The Benefits of Developing Creative Thinking Skills For Your Child
There is one skill that every institution looks for when recruiting individuals: creative thinking. Whether it be the education sector, business sector, or even the medical field, more and more as a society we appreciate the workings of a creative mind. If you’re asking yourself, how do I know if my child is a creative thinker? The Conversation has the answer. If your child uses their imagination, utilizes their storytelling skills or expresses quality emotions, then they exhibit creative thinking skills. For parents who have not seen these qualities in their children, fear not. Creativity is not a rare quality that is simply bestowed upon select individuals. Instead, it is a honed skill that can be learned. Allowing children to work creatively has immediate benefits as well. For instance, research has shown that creating art can improve young children’s abilities to analyze and problem-solve. Do you agree with these articles emphasize the importance of creative thinking? If so, what are ways that we can incorporate these skills into the classrooms and homes of children?
At a Glance:
- Creativity is not a rare quality bestowed upon select individuals. Instead, it is a honed skill
- Research shows that the amount and quality of imagination, story-telling skills and emotion expression that children show in pretend play is associated with creative thinking abilities
- Creating art may boost young children’s ability to analyze and problem-solve
Around the Web:
Getting Down to the Business of Creativity
Julia Hanna | Harvard Business School
Creativity, a quality more traditionally associated with artistic endeavors, has been slow to find its acknowledged place in the business world. Any entrepreneur can attest to the creative power required to build an organization where none existed before. “Look, I made a hat…/Where there never was a hat,” sings Georges Seurat in the musical Sunday in the Park with George, a fictionalized account of the French pointillist painter, and it’s easy to imagine Bill Gates or Oprah Winfrey humming the same tune.
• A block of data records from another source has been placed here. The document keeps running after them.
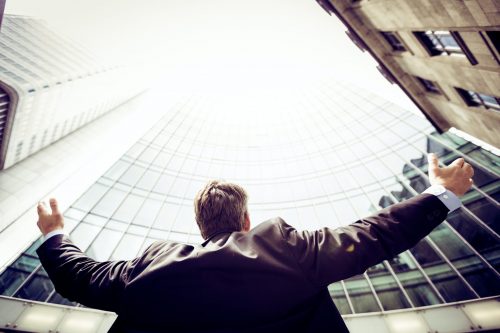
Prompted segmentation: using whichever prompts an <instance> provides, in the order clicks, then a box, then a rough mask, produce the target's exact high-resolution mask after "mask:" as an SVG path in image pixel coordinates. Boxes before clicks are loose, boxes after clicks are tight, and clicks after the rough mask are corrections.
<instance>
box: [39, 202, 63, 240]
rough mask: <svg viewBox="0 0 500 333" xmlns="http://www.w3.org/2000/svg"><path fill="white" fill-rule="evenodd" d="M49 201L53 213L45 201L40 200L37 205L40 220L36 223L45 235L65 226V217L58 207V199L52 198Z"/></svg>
mask: <svg viewBox="0 0 500 333" xmlns="http://www.w3.org/2000/svg"><path fill="white" fill-rule="evenodd" d="M49 202H50V210H51V213H49V211H48V210H47V205H46V204H45V202H39V203H38V206H37V210H38V222H37V223H36V225H37V226H38V228H39V229H40V231H41V232H42V234H43V235H44V236H45V235H46V234H48V233H49V232H51V231H54V230H58V229H62V228H64V218H63V216H62V214H61V213H60V212H59V207H57V200H56V199H54V198H52V199H50V201H49Z"/></svg>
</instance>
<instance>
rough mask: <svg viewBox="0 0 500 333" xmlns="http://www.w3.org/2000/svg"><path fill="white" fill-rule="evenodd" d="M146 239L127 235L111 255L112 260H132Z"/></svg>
mask: <svg viewBox="0 0 500 333" xmlns="http://www.w3.org/2000/svg"><path fill="white" fill-rule="evenodd" d="M143 241H144V237H142V236H137V235H132V234H125V235H124V236H123V238H122V239H121V241H120V243H119V244H118V246H117V247H116V249H115V251H114V252H113V254H112V255H111V258H110V259H111V260H130V259H133V258H135V257H136V256H137V254H138V252H139V249H140V248H141V246H142V242H143Z"/></svg>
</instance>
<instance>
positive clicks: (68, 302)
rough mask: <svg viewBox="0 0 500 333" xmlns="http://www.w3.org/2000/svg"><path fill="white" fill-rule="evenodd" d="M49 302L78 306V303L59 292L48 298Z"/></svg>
mask: <svg viewBox="0 0 500 333" xmlns="http://www.w3.org/2000/svg"><path fill="white" fill-rule="evenodd" d="M48 302H49V303H54V304H62V305H69V306H76V305H77V303H75V302H71V301H69V300H68V299H66V298H64V297H62V296H61V295H59V294H58V293H54V294H53V295H52V296H51V297H50V298H49V300H48Z"/></svg>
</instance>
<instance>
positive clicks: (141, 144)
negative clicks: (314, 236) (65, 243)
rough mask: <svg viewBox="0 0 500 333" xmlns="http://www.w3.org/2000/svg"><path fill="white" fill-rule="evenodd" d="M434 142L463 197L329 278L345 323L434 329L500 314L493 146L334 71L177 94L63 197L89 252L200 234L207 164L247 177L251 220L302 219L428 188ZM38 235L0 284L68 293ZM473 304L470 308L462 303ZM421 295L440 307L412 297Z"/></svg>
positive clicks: (69, 226)
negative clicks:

But if creativity is integral to business, and to entrepreneurship in particular, how exactly does it occur? Where does this unicorn-like creature come from, and what exotic conditions will help it thrive in captivity?
Three professors in Harvard Business School’s Entrepreneurial Management Unit who focus on the study of creativity recognize the romantic allure of believing it’s a rare quality bestowed on a chosen few, but all agree that notion has been debunked long ago, and rightfully so.
To read more visit Harvard Business School
Help your children play out a story and watch them become more creative
Sandra Russ | The Conversation
Creative expressions start from an early age. Children express creativity through “pretend play” – an activity that involves using imagination and make-believe. They make up stories and ideas “from scratch” and use props like blocks or sticks to represent different ideas and objects – for example, a block becomes a telephone or monster.
The question is, does playing in such a way help children become more creative? And importantly, can parents and educators use play to boost creativity?
To read more visit The Conversation
Why Art and Creativity Are Important
Paula Bernstein | Parents Magazine
Your preschooler is having a blast finger-painting with a mix of colors. Trying to be encouraging, you ask her, “What are you making?” and she shrugs. Until you mentioned it, she hadn’t given it any thought. Little kids are masters of the moment — they love the way it feels when they smear paint on paper, how it looks when they sprinkle glitter, and even the soft sound a brush makes as it crosses the page, says Amy Yang, founder of Brooklyn Design Lab, an art school for children. Unlike older kids and adults, most toddlers and preschoolers aren’t self-conscious about what they’re doing or focused on creating a finished product. That can be hard for parents to accept, says Lisa Ecklund-Flores, co-founder and executive director of Church Street School for Music and Art, in New York City. But letting go — and allowing kids to enjoy the process of creation — can reap big rewards. “Children will be better off in the long run if they’re allowed just to be in the moment and express themselves,” she says.
Fostering creativity won’t just increase your child’s chances of becoming the next Picasso. You’re also helping him develop, mentally, socially, and emotionally, says Ecklund-Flores. Creating art may boost young children’s ability to analyze and problem-solve in myriad ways, according to Mary Ann F. Kohl, author of Primary Art: It’s the Process, Not the Product. As kids manipulate a paintbrush, their fine motor skills improve. By counting pieces and colors, they learn the basics of math. When children experiment with materials, they dabble in science. Most important perhaps, when kids feel good while they are creating, art helps boost self-confidence. And children who feel able to experiment and to make mistakes feel free to invent new ways of thinking, which extends well beyond the craft room.